The Kenya Robotics and Artificial Intelligence Society Bill 2023 seeks to introduce fines of up to KES 1 million ($6,250 according to the current exchange rate), a prison sentence of up to two years, or both on unlicensed entities operating robotic and AI businesses if they fail to register their organisations with the Robotics Society of Kenya (RSK).
Part of the bill reads, “The Society may grant the licence applied for subject to such terms and conditions as the county executive committee member shall consider appropriate.” It adds, “A person who contravenes the provisions of (the section) commits an offence and is liable, on conviction, to a fine not exceeding one million shillings.”
The RSK is a proposed body that will oversee and support the growth of the robotics and AI sector by creating rules and guidelines with other authorities. It will also ensure that companies follow these rules and provide advice to the government on new trends in AI and robotics.

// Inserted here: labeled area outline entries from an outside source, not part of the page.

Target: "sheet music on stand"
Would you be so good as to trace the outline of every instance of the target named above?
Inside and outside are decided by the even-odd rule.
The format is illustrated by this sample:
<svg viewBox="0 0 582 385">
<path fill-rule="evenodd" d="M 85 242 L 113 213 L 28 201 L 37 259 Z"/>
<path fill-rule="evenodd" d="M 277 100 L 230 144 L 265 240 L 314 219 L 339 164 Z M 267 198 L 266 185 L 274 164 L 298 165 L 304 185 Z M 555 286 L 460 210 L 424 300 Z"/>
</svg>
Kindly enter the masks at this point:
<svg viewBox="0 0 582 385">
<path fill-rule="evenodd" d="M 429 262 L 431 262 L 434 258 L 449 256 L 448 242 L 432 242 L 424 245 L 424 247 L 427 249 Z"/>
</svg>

The proposal, introduced to lawmakers in parliament in November 2023, has been controversial and has attracted heated discussions among AI enthusiasts and advocates in the country. According to AI Kenya, an initiative that seeks to democratise and support the growth of data science and robotics in the country, the bill poses a “severe threat to innovation and growth of the vibrant tech ecosystem”.
Elizabeth Mutua, a lecturer at Dedan Kimathi University of Science and Technology, said that the proposal is another avenue for the government to create new offices and taxes without proper AI legislation. “We need a proper law to regulate AI and emerging technologies,” she told Business Daily.

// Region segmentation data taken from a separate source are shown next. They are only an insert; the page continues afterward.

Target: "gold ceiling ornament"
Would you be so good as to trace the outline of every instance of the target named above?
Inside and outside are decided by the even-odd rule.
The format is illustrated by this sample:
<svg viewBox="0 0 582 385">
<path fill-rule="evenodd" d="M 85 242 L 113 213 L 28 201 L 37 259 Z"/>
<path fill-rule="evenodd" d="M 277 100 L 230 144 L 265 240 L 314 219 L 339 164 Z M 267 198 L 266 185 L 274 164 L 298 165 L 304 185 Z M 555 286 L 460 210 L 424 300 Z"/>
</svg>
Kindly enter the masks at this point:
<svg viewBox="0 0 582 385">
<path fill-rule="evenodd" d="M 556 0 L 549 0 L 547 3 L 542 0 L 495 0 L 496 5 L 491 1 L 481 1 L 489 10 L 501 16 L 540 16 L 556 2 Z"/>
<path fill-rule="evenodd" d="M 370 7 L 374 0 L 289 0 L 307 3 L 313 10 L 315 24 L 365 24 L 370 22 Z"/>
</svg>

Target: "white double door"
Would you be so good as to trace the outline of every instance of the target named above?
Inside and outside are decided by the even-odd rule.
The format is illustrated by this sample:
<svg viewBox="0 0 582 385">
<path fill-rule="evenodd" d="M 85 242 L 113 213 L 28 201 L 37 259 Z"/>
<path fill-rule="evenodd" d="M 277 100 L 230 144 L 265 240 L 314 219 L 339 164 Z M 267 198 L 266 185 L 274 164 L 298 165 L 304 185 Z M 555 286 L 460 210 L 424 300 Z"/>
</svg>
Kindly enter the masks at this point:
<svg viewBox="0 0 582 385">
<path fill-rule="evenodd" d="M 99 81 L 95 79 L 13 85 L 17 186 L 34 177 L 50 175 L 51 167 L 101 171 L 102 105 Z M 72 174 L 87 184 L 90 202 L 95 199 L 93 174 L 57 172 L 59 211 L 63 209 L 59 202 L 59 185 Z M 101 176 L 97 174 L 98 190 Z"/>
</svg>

The bill is akin to the shelved ICT practitioners bill that parliament passed in June 2022. Then-president, Uhuru Kenyatta, declined to sign the bill into law after multiple complaints from the ICT industry since it created obstacles in a field that lacked enough skilled workers and added expensive bureaucracy for freelance ICT workers. The proposed law further blocked self-taught people from offering ICT services, which could then stifle innovation.
The bill suggested that ICT professionals in the field must have a degree to work. The bill sought to create an institute to register and licence ICT professionals, approve their education, and conduct exams. It also set a minimum qualifications for certification; otherwise, they would not be able to work.